Trucks and buses make up just 2% of vehicles but are responsible for 28% of road transport CO2 emissions in Europe. As the EU prepares to tighten climate targets for heavy-duty vehicles in November, new analysis shows that the last heavy goods vehicles with engines will need to be sold by 2035 if polluting vehicles are to be off the road by 2050 – in line with the bloc’s net-zero emissions commitment.
Even with the current CO2 targets for truckmakers, trucks and buses would undo the entire emissions savings from cars and vans expected by 2030, the analysis by Transport & Environment (T&E) finds. This is being driven by increasing activity. CO2 emissions from heavy-duty vehicles increased by more than one-quarter between 1990 and 2019. Truck activity is expected to further increase by 44% between 2020 and 2050 and bus activity by 72%, according to the EU Commission.
Heavy-duty vehicles also burn massive amounts of oil. Currently, trucks and buses burn 42% of the diesel consumed by EU road transport.
Sofie Defour, clean trucks director at T&E, said: “Transport is Europe’s biggest climate problem and trucks play an outsized role that is still growing.
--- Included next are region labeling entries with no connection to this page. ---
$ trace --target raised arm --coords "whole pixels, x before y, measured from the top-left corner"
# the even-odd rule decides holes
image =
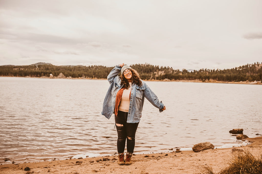
[[[116,77],[120,72],[121,68],[124,66],[124,64],[123,63],[119,65],[116,65],[107,76],[107,80],[110,84],[114,81],[114,78]]]

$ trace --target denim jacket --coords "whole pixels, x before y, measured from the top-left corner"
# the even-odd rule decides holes
[[[116,65],[107,76],[110,83],[103,104],[102,115],[108,119],[113,114],[116,105],[116,93],[123,85],[120,85],[121,80],[117,75],[120,72],[121,67]],[[164,104],[159,102],[157,97],[143,80],[141,80],[141,86],[132,83],[131,87],[129,109],[127,116],[128,123],[137,123],[140,121],[145,97],[154,106],[159,109],[159,112],[163,111]]]

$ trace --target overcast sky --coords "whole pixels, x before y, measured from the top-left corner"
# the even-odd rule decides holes
[[[0,0],[0,65],[261,63],[261,8],[260,0]]]

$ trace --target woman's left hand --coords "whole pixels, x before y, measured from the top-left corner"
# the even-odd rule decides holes
[[[163,109],[162,109],[162,110],[163,111],[164,111],[165,110],[166,110],[166,106],[164,106],[164,108],[163,108]]]

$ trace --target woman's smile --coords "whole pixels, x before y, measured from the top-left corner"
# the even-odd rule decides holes
[[[125,70],[123,74],[124,74],[125,78],[128,80],[130,80],[132,78],[132,71],[129,69]]]

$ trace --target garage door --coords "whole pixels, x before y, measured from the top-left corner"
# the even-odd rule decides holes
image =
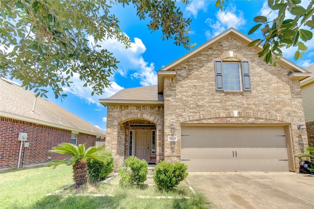
[[[182,127],[189,171],[288,171],[283,127]]]

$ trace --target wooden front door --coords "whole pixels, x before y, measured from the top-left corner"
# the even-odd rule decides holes
[[[150,130],[136,131],[135,156],[140,159],[144,159],[146,161],[150,159]]]

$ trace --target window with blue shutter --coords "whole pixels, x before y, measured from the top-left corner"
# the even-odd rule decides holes
[[[217,91],[251,91],[250,77],[250,64],[248,61],[241,63],[215,61]]]

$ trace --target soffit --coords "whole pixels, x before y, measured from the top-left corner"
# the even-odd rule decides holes
[[[157,85],[123,89],[108,98],[101,99],[104,105],[116,104],[163,104],[163,97],[157,93]]]

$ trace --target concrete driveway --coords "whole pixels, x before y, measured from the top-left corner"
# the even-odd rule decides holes
[[[189,172],[213,209],[314,209],[314,176],[293,172]]]

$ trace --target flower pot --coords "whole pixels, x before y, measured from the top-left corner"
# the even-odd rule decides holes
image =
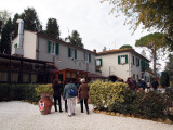
[[[50,114],[52,108],[50,93],[42,93],[38,105],[42,115]]]

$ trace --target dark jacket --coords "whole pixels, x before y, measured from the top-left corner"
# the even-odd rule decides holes
[[[64,88],[64,91],[63,91],[63,99],[65,99],[65,100],[67,100],[69,98],[74,98],[72,95],[68,94],[69,88],[74,89],[75,91],[78,91],[75,83],[67,83]]]
[[[80,84],[78,92],[79,92],[79,99],[80,100],[89,99],[89,86],[88,86],[88,83]]]
[[[61,94],[63,93],[63,84],[61,83],[55,83],[53,84],[53,96],[61,96]]]

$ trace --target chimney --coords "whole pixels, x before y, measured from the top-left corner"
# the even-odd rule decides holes
[[[93,52],[96,53],[96,50],[94,49]]]

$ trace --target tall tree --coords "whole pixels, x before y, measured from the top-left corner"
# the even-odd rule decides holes
[[[11,32],[13,31],[13,24],[11,18],[4,24],[2,28],[2,37],[0,43],[0,53],[11,53]]]
[[[21,18],[24,20],[25,29],[42,31],[42,25],[34,8],[28,8],[27,10],[24,10],[24,13],[22,13]]]
[[[167,46],[173,50],[173,0],[103,0],[114,4],[111,12],[122,12],[125,24],[135,30],[141,23],[144,29],[157,29],[165,34]]]
[[[72,30],[71,36],[68,36],[67,38],[65,38],[65,40],[66,41],[69,40],[70,43],[72,43],[74,46],[84,48],[82,43],[82,38],[80,38],[80,35],[78,34],[77,30]]]
[[[13,36],[12,36],[12,38],[15,38],[18,34],[18,24],[16,23],[16,21],[18,18],[21,18],[21,16],[16,13],[13,18]]]
[[[136,40],[136,47],[144,47],[150,52],[154,61],[154,74],[156,75],[156,64],[157,64],[157,51],[162,49],[165,44],[167,40],[164,36],[160,32],[149,34],[147,36],[142,37],[139,40]]]
[[[120,47],[120,49],[133,49],[130,44],[123,44]]]
[[[59,26],[55,18],[48,20],[45,35],[52,38],[59,39]]]

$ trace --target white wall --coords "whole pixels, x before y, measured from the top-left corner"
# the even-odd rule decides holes
[[[24,31],[24,57],[36,60],[36,39],[37,36],[32,31]]]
Polluting trucks will undo all the emissions savings from electrifying cars in the 2020s unless the EU changes the trajectory.”
Ending the sale of new combustion engine freight trucks  in 2030 is the safest bet for the climate, but the reductions required might be too steep to implement without disruption. 2035 is the latest feasible date to reach 100% zero emission vehicle sales if we are to put road freight on track to reach zero emissions by mid-century, according to the emissions modelling by T&E. The 2035 scenario would leave only a small number of diesel vehicles – older than average retirement age – still on the road in 2050. Trucks in Europe currently have a lifespan of 18 years, on average.
Setting a 2040 deadline would be too late, resulting in trucks emitting 644 million tonnes of CO2 more by 2050 than under the 2035 scenario. That’s 4% of the EU’s total remaining carbon budget – equivalent to the current annual road transport emissions of Germany, France, UK, Italy, Spain and Poland combined. Delaying the end date for combustion engines to 2040 would also force lawmakers to take drastic and costly measures to remove the 20% of the truck fleet that would still run on diesel in 2050 in this scenario.
Strong EU CO2 targets for truckmakers in 2030, leading up to a zero-emissions goal in 2035, would hold manufacturers to their electrification commitments, the study also finds. T&E’s 2035 ‘end date’ scenario would lead to 659,000 zero-emissions trucks on Europe’s roads in 2030 – roughly in line with truckmakers’ announcements. The consumption of diesel by European trucks and buses would be reduced by 9% by the end of the decade.
Sofie Defour said: “The review of the car and van standards has paved the way for trucks. Setting a 100% CO2 reduction target for 2035 will help Europe get the last diesel vehicles off its roads in time to help avoid climate catastrophe. Any later would mean a huge number of polluting trucks still being driven around in 2050.”
The current 2025 and 2030 standards for truck makers are too weak and would fail to reduce the CO2 emissions of heavy-duty vehicles, the analysis also finds. Under the current targets, heavy-duty vehicles would emit 32% more in 2030 than they did in 1990. There would be only 161,000 zero emission trucks on European roads (including the UK) in 2030, 74% less than what truckmakers are predicting.
T&E calls on the European Commission to propose the following targets when it revises the CO2 standards for heavy-duty vehicles in November:
- Set a 100% CO2 reduction target for medium and heavy trucks in 2035;
- Set a 100% zero emission sales target in 2027 for urban buses, in 2035 for small trucks and coaches, and in 2040 for vocational trucks;
- Raise the ambition of the 2030 CO2 reduction target to -65% for medium and heavy trucks;
- Introduce interim targets in 2027 to accelerate the transition;
- Introduce energy efficiency standards for trailers.
Note to editors:
 In all scenarios modelled, ‘vocational’ trucks – vehicles which are not used for goods delivery, eg construction trucks – reach 100% zero emission sales in 2040 as in some cases these may be harder to electrify.
All scenarios include the emissions reductions that will be achieved under the current 2025 and 2030 targets as a minimum and go beyond those, including the 2040 scenario.